本作では江戸から遠く離れ、冬の厳しい山に紛れ込んだ密使が道なき道を歩き、番人たちが迫っていく。開国前夜の歴史が揺れ動くなか、大きな理想を傍らに携えて誰にも知られず、ずたぼろになりながら彷徨う男。GPSも携帯電話もなく、人相書という超絶アナログな手がかりのみで徒手空拳で追うしかない番人たちのつらさ。権力やそれに抗う者たちとは関係なく、自然相手に暮らす夫婦の日々の厳しさ。
永遠に続いていくような雪原を踏みしめる人間はちっぽけで、ぶつかりあい苦悶する肉体のおかしみと哀しさ。そこでは物言わぬ自然が眼前に横たわり、止まっているように見えて時間とともに表情を変える山と太陽、行く手を阻むススキは侵入者も追跡者も問わず惑わし、川の水の冷たさはささくれた心にしみいる。今は空気のようにある電気も何もないなか、柔らかな夕日差し込む森が闇夜に包まれ、朝焼けに染まり、動物の挙動がそこにある強さにしびれてしまう。
鎖国を解かれて160年ほどたった現在。あいも変わらず、人はそれぞれの論理であくせく動き回っている。それを風景のように眺める山の動じないさまよ。(内)

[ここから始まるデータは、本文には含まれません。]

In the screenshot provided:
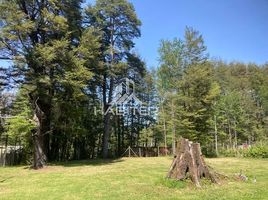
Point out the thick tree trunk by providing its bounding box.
[167,138,218,187]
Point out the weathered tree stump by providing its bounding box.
[167,138,218,187]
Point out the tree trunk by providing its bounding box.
[167,138,218,187]
[214,115,219,156]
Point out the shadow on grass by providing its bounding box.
[48,158,124,167]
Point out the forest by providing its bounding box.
[0,0,268,169]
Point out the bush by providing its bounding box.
[220,144,268,158]
[243,145,268,158]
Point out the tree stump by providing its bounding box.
[167,138,218,187]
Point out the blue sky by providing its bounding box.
[0,0,268,67]
[131,0,268,67]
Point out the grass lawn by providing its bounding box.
[0,157,268,200]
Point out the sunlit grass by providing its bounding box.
[0,157,268,200]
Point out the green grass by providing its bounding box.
[0,158,268,200]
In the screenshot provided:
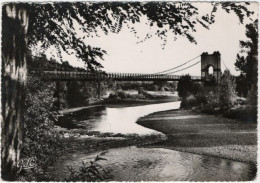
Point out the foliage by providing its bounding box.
[65,152,109,182]
[177,75,192,99]
[181,95,206,109]
[235,20,258,98]
[19,77,63,181]
[219,70,236,109]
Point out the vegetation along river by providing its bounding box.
[52,101,256,181]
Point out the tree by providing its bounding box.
[219,70,236,110]
[235,20,258,96]
[1,2,255,180]
[177,75,192,100]
[1,4,28,180]
[235,20,258,108]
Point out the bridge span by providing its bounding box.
[31,71,201,81]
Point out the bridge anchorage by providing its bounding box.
[201,51,221,84]
[31,52,221,84]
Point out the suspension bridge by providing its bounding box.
[32,52,221,82]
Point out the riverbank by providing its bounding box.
[137,110,257,164]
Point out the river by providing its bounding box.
[54,102,256,181]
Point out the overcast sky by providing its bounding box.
[45,2,258,76]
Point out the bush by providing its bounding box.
[181,96,201,109]
[65,152,109,182]
[19,76,63,181]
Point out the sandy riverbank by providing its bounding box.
[137,110,257,164]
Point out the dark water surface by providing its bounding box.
[53,102,256,181]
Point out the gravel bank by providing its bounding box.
[137,110,257,164]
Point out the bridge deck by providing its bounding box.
[31,71,201,81]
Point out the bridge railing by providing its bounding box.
[32,71,201,80]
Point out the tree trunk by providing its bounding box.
[1,3,29,180]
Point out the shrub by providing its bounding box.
[19,76,63,181]
[65,152,109,182]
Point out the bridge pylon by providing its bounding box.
[201,51,221,84]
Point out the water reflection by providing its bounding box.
[59,102,180,135]
[85,147,256,181]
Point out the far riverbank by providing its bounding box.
[137,109,257,164]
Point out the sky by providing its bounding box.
[44,2,258,76]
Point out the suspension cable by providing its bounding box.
[164,60,201,75]
[154,55,201,75]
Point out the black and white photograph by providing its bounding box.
[0,0,259,182]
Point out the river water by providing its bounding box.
[55,102,256,181]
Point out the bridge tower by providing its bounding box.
[201,51,221,84]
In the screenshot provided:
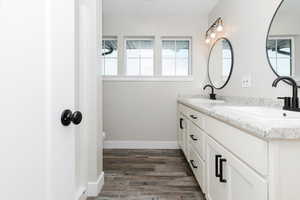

1984年札幌生まれ。『やくたたず』(2010年)ののち、劇場公開第1作『Playback』(12年)を監督、同作はロカルノ国際映画祭に正式出品され、高崎映画祭新進監督グランプリ、日本映画プロフェッショナル大賞新人監督賞を受賞。『THE COCKPIT』(14年)は国際ドキュメンタリー映画祭シネマ・デュ・レエル新人監督部門に正式出品。ほかに「無言日記」(boidマガジンにて連載中)など。雑誌「POPEYE」にて映画評「IN THE PLACE TO C」を連載中。2018年には最新作『きみの鳥はうたえる』を公開予定。